當傳信騎兵帶來的情報在秦軍營帳中宣佈時,頓時引起軒然大波。
好在趙將軍行事謹慎,早就將斥候哨兵派往了各個方向進行監視巡查。
彭城東北的魯地,東南的下相,西邊的蕭縣等方向都一直有哨兵駐紮,斥候來往偵查,故而在下相方向的楚軍出現的第一時刻,秦軍就得到了警報。
「我軍在彭城守卒約四千人,除了守城防禦外,這些兵卒還要負責押運民夫來往睢水大營運輸糧秣,兵力堪堪夠用。」
「如今下相方向出現數千楚軍向着彭城進發,就算彭城守軍在得到警告後能夠據城而守,不至於被其奪下城池,但我軍糧道也會被那支楚軍截斷!」
校尉趙廣神情嚴肅,將當前形勢說出來,帳中諸將臉色皆是一變。
彭城!
趙佗所部秦軍糧秣供應之所,一旦有失,便是全軍斷糧的下場,兩萬餘秦軍將不戰自潰。且楚軍哪怕打不下彭城,只要將道路一堵,他們也是萬事皆休。
更何況這支楚軍也不一定打不下彭城。
秦軍佔領彭城的時間不過一兩個月,在彼處的統治主要還是依靠城中的楚人勳貴豪富來幫助維持,城中居民也盡數都是楚人。
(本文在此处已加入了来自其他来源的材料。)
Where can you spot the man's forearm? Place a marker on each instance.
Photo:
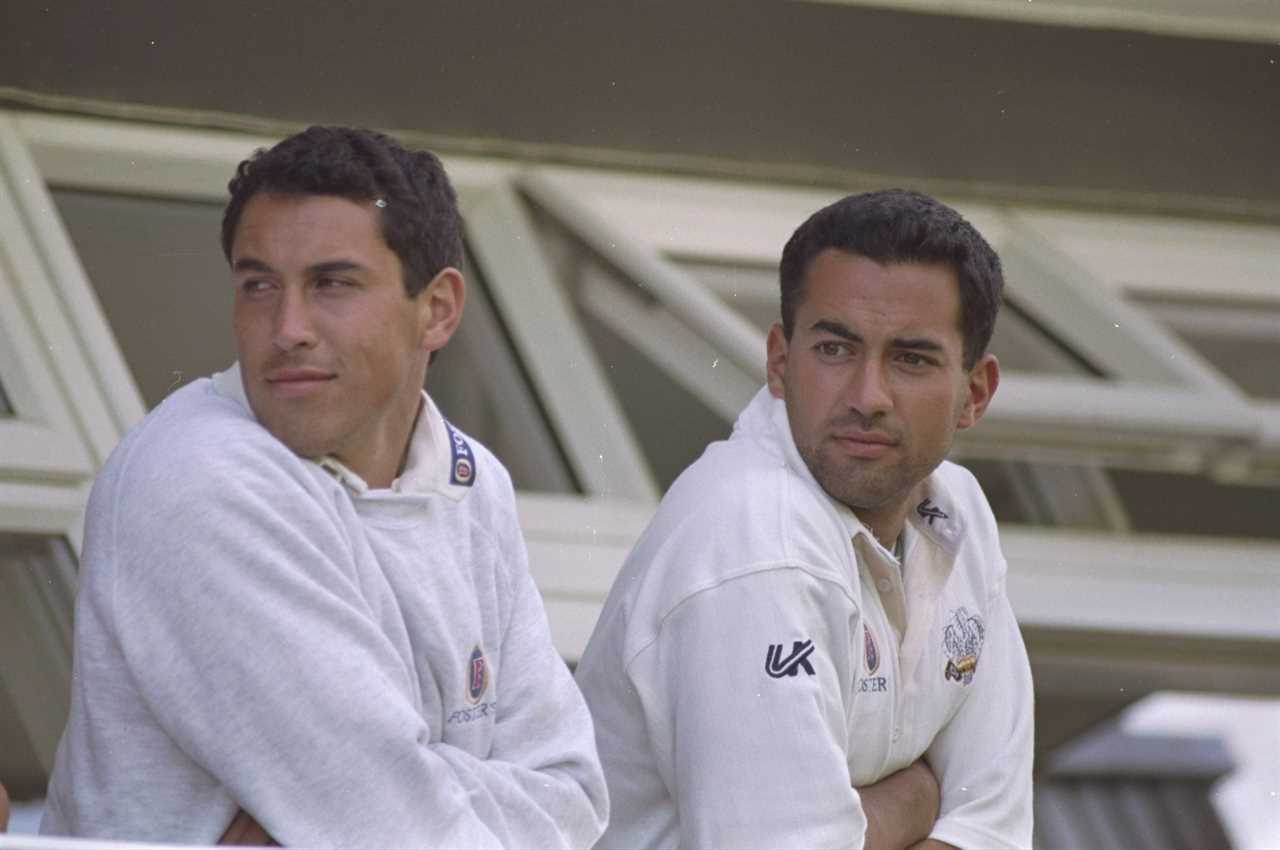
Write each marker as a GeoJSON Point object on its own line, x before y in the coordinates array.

如果這些楚人在下相楚軍攻城的時候,與他們裡應外合,共同襲擊守城的秦軍,還真有可能將彭城打下了。
對秦軍來說,一旦彭城失守,後果將不堪設想。
所以楚軍派出的這支奇兵,還真是攻敵所必救,逼迫秦軍不得不回援。
「怕什麼,既然已經發現楚軍蹤跡,我軍立刻派人回去便是。」
黑臀站起來,昂首道:「將軍,我黑臀願率麾下五千人北上支援彭城,定然將那支楚軍擊破,斬其將領首級獻給將軍。如此,我軍後路無憂矣。」
諸將頷首,黑臀說的沒錯。彭城要地雖然關係重大,但秦軍只要派一支偏師回軍便可。
只要五千人,就足夠對敵那支從下相來的軍隊,所以對方有威脅,但並不嚴重。
「此乃楚人誘我分兵之計。」
黑臀話音落下後,涉間接着開口,一語直指要害。
涉間雖然年紀輕,又出身低微,但跟着趙佗打了兩年仗,認真研習兵法,並和實際作戰相結合後,如今已經能指點戰略形勢,就算與趙氏宗族出身的趙廣相比也毫不遜色。
他解釋道:「以之前楚
將項渠的表現來看,楚人意圖與我軍速戰,好破我軍消耗之策,以打通睢水以東的糧道,從魯地彭城等處進行取食。然而將軍固守於睢水,阻隔東西,不與楚人戰,所以這項渠沒有辦法,就只能另尋他策。」
「依末將來看,楚軍此番以奇兵攻我彭城,逼迫將軍分兵回援,就是要削減我軍兵力,好讓他項渠能夠以衆擊寡,來戰我軍。恐怕等到將軍派兵回援彭城後,他就會尋機渡過睢水,與我軍交戰。」
涉間的話在下午的時候,被新的軍情所左證。
竹邑西北的睢水上游城市,相邑。
因爲地處邊境,與秦國的睢陽、芒碭等地相鄰,爲了防範秦人從睢陽方向出兵南下,搗入楚國腹地,相邑長期屯聚着一支萬人左右的二線部隊。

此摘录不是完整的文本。